Desde um gigantesco cão robótico que pode carregar grandes cargas, até uma máquina com arrepiantes características faciais, aqui está a segunda parte dos robôs mais estranhos que já foram criados.

3. BigDog

Em 2005, os génios da Boston Dynamics criaram um robô de quatro patas, chamado BigDog, para servir como uma mula de carga robótica para os militares.

O projeto foi financiado pela Agência de Projetos de Pesquisa Avançada de Defesa (DARPA), a agência do Departamento de Defesa dos EUA encarregada de desenvolver novas tecnologias para as forças armadas.

O BigDog anda com as suas quatro pernas robustas e pode acompanhar os soldados em terreno considerado muito difícil para veículos.
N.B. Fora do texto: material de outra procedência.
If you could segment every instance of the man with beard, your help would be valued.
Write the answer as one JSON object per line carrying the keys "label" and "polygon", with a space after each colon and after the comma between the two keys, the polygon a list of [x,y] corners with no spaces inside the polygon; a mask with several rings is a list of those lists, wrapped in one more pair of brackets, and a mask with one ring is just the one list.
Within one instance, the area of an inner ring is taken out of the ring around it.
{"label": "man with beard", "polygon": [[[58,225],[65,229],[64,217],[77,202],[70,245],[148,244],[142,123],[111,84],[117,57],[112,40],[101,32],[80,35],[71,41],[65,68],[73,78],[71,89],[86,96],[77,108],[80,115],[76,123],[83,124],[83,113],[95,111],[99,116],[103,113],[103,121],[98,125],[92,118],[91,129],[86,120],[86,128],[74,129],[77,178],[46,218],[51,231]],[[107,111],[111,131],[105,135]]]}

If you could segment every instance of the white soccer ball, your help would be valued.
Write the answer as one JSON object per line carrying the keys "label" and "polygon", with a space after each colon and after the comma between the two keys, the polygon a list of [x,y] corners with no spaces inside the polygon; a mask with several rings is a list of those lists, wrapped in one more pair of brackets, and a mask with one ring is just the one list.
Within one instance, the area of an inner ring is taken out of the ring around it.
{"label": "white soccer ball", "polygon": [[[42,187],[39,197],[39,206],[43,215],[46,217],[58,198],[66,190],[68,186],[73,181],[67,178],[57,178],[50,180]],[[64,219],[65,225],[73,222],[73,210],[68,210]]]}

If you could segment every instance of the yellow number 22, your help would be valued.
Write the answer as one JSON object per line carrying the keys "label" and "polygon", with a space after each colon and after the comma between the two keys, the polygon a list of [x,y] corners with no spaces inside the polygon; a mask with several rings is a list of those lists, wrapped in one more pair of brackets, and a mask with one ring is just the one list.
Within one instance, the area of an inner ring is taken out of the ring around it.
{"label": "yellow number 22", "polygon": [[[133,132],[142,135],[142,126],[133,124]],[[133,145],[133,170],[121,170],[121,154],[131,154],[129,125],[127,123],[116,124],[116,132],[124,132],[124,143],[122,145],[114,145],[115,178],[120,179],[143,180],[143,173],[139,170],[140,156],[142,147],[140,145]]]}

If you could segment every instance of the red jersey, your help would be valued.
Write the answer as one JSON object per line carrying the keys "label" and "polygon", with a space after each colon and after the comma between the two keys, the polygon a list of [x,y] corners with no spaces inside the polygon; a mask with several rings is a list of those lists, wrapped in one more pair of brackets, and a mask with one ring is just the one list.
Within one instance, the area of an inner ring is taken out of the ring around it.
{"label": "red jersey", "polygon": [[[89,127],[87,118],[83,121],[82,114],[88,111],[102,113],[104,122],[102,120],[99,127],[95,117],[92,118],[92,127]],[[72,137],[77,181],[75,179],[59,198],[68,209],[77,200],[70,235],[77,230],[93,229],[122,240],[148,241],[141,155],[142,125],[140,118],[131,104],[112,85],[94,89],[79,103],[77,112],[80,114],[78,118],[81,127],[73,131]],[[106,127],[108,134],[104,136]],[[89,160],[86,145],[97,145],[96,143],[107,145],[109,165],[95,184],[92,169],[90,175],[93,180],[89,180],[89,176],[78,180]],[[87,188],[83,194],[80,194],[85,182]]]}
O robô pode arrastar 150 kg de carga e é capaz de manter um ritmo de 6,4 km/h).




2. Robô da Gripe H1N1

Pode não ser o que normalmente vem à mente quando as pessoas pensam em "robôs", mas esta engenhoca humanóide foi projetada para simular os sintomas da H1N1 (suína) para ajudar a treinar os médicos japoneses.

O robô , que está coberto de materiais semelhantes à pele humana, pode suar, chorar e até mesmo ter convulsões. Se os robôs não recebem o tratamento adequado, os sintomas pioram gradualmente e, em alguns casos, eles podem até mesmo parar de respirar e "morrer".



1. Octavia

O robô Octavia do Laboratório de Pesquisa Naval dos EUA é uma máquina humanóide com provavelmente as mais arrepiantes características faciais. É um robô de combate a incêndios projetado para ajudar os engenheiros a testar novas tecnologias para ajudar os membros da Frota Naval dos EUA.

O robô Octavia foi desenvolvido para interagir com os humanos, e os engenheiros estão a tentar desenvolver formas do robô poder identificar e rastrear as pessoas, entender o que os humanos dizem, e reconhecer quaisquer gestos que façam.

Eventualmente, os cientistas esperam que Octavia seja capaz de trabalhar ombro a ombro com os companheiros humanos, com sofisticados recursos de reconhecimento visual e de fala.